Annual meetings are not always considered “high holy days” in this diocese or anywhere, really. They usually draw in only the most dedicated of insiders. You know who you are – the “usual suspects.”
But that’s ok – it’s where we begin again. As St. Luke’s prepares to welcome an interim very soon, what are some of the ways this parish can build a community focused on mission and purpose – not purpose from the good old days of Elvin or Stoddard or Hicks or Burger, but in ways that recognize God-with-us now? How will this parish find ways in the days ahead that bind this community together in love? What does that work look like and if that sounds too much like a diocesan bureaucratic question then let’s get even more mundane: what’s the next step? As you welcome your interim, what do you yearn for in the first 100 days? Maybe that’s far enough to try to think ahead right now. But in those days, in this next quarter, how can relationships be deepened: with God and among God’s people?

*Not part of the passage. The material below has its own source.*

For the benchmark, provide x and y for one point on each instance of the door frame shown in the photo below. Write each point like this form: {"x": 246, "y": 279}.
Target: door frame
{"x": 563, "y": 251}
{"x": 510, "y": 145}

How is God bringing good from ill, even now – and what does the Lord ask of you? Annual meetings are about mundane things like budgets and elections. But both of those also serve a larger purpose. A budget is a plan for ministry. And elections are a recognition that in our polity, all the people share the work of ministry. The year ahead will not be a time when everything naturally just “falls into place.” If we’ve learned anything over the past two years I submit it is that. After the exile we do not and cannot return to innocence. Rather, the invitation is to rediscover the God who is in our midst, the God who is ever bringing good from ill. The God who is about to do all kinds of new things.
I can hardly wait to see what unfolds. Always with God’s help.